Я отрицательно покачала головой и не оглядывалась на него, чтобы не выдать следов волнения, оставшихся на моем лице.
– Они сейчас приедут; лошадь зашалила, и они сошли пешком от большой дороги, – сказал он.
– Подождем их, – сказала я и вышла на террасу, надеясь, что и он пойдет за мною; но он спросил про детей и пошел к ним. Опять его присутствие, его простой, добрый голос разуверил меня в том, что что-то утрачено мною. Чего же еще желать? Он добр, кроток, он хороший муж, хороший отец, я сама не знаю, чего еще недостает мне. Я вышла на балкон и села под полотно террасы на ту самую скамейку, на которой я сидела в день нашего объяснения. Уж солнце зашло, начинало смеркаться, и весенняя темная тучка висела над домом и садом, только из-за деревьев виднелся чистый край неба с потухавшею зарей и только что вспыхнувшею вечернею звездочкой. Надо всем стояла тень легкой тучки, и всё ждало тихого весеннего дождика. Ветер замер, ни один лист, ни одна травка не шевелилась, запах сирени и черемухи так сильно, как будто весь воздух цвел, стоял в саду и на террасе и наплывами то вдруг ослабевал, то усиливался, так что хотелось закрыть глаза и ничего не видеть, не слышать, кроме этого сладкого запаха. Георгины и кусты розанов еще без цвета, неподвижно вытянувшись на своей вскопанной черной рабатке, как будто медленно росли вверх по своим белым обструганным подставкам; лягушки изо всех сил, как будто напоследках перед дождем, который их загонит в воду, дружно и пронзительно трещали из-под оврага. Один какой-то тонкий непрерывный водяной звук стоял над этим криком. Соловьи перекликались вперемежку, и слышно было, как тревожно перелетали с места на место. Опять нынешнюю весну один соловей пытался поселиться в кусте под окном, и, когда я вышла, слышала, как он переместился за аллею и оттуда щелкнул один раз и затих, тоже ожидая.
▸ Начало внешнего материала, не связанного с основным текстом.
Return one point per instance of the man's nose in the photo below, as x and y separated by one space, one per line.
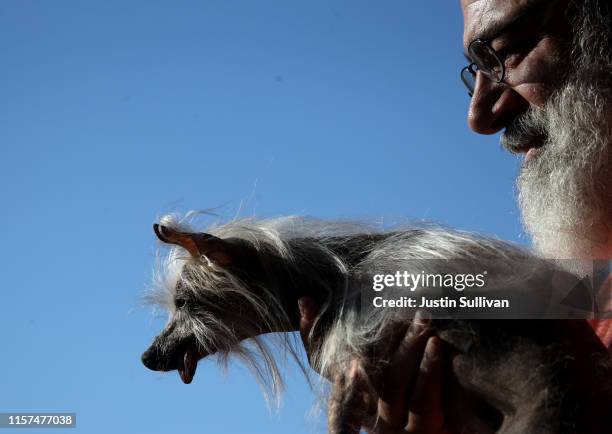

Напрасно я себя успокаивала: я и ждала и жалела чего-то.
Он вернулся сверху и сел подле меня.
– Кажется, помочит наших, – сказал он.
– Да, – проговорила я, и мы оба долго молчали.
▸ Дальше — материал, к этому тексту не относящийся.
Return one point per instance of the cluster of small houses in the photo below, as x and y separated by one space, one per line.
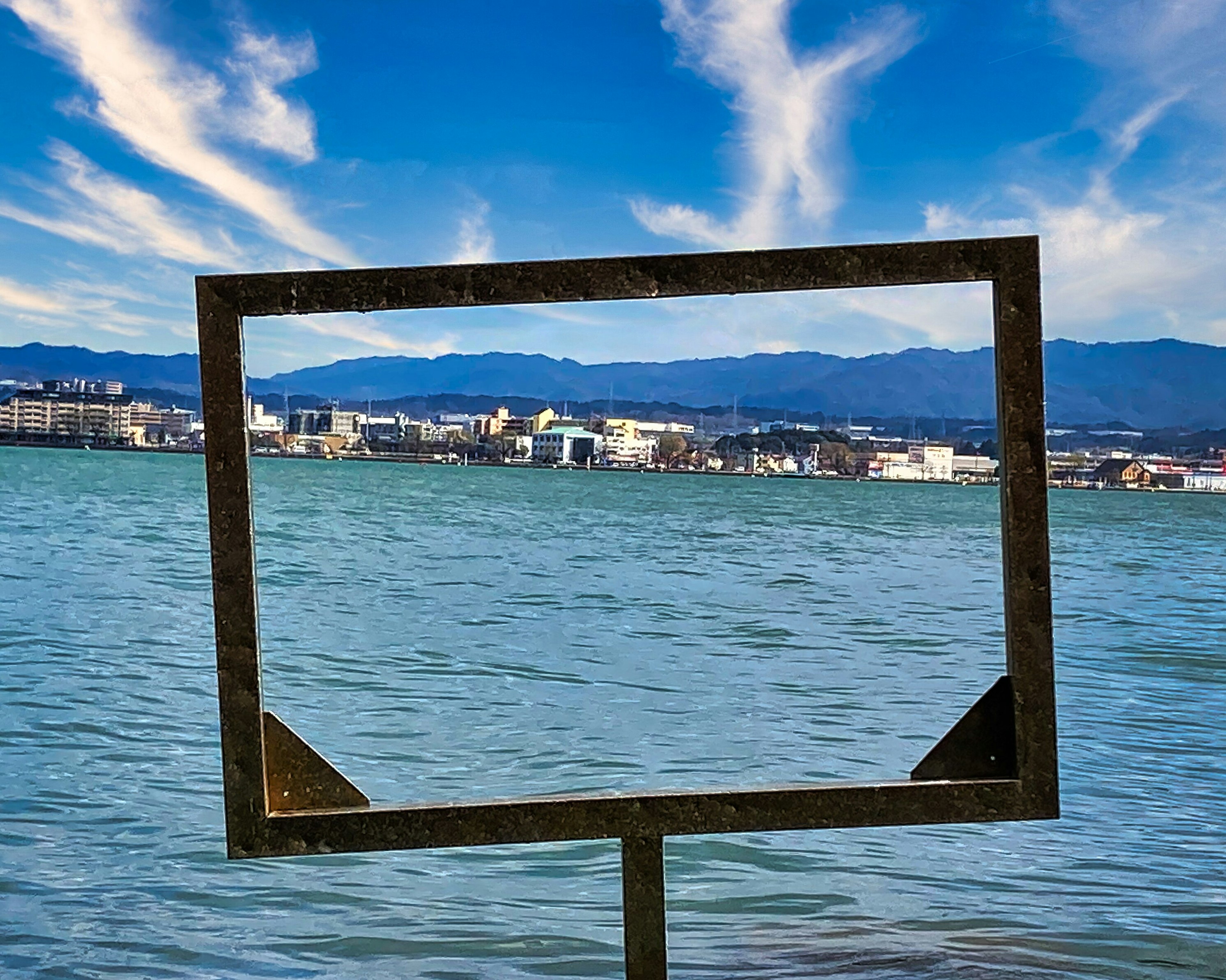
101 412
1121 471
549 438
А туча без ветра всё опускалась ниже и ниже; всё становилось тише, пахучее и неподвижнее, и вдруг капля упала и как будто подпрыгнула на парусинном навесе террасы, другая разбилась на щебне дорожки; по лопуху шлепнуло, и закапал крупный, свежий, усиливающийся дождик. Соловьи и лягушки совсем затихли, только тонкий водяной звук, хотя и казался дальше из-за дождя, но всё стоял в воздухе, и какая-то птица, должно быть забившись в сухие листья недалеко от террасы, равномерно выводила свои две однообразные ноты. Он встал и хотел уйдти.
– Куда ты? – спросила я, удерживая его. – Здесь так хорошо.
– Послать зонтик и калоши надо, – отвечал он.
– Не нужно, сейчас пройдет.
Он согласился со мной, и мы вместе остались у перил террасы. Я оперлась рукою на склизкую мокрую перекладину и выставила голову. Свежий дождик неровно кропил мне волосы и шею. Тучка, светлея и редея, проливалась над нами; ровный звук дождя заменился редкими каплями, падавшими сверху и с листьев. Опять внизу затрещали лягушки, опять встрепенулись соловьи и из мокрых кустов стали отзываться то с той, то с другой стороны. Всё просветлело перед нами.
– Как хорошо! – проговорил он, присаживаясь на перила и рукой проводя по моим мокрым волосам.
Эта простая ласка, как упрек, подействовала на меня, мне захотелось плакать.
– И чего еще нужно человеку? – сказал он. – Я теперь так доволен, что мне ничего не нужно, совершенно счастлив!
«Не так ты говорил мне когда-то про свое счастье, – подумала я. – Как ни велико оно было, ты говорил, что всё еще и еще чего-то хотелось тебе. А теперь ты спокоен и доволен, когда у меня в душе как будто невысказанное раскаяние и невыплаканные слезы».
– И мне хорошо, – сказала я, – но грустно именно оттого, что всё так хорошо передо мной. Во мне так несвязно, неполно, всё хочется чего-то; а тут так прекрасно и спокойно. Неужели и у тебя не примешивается какая-то тоска к наслаждению природой, как будто хочется чего-то невозможного, и жаль чего-то прошедшего.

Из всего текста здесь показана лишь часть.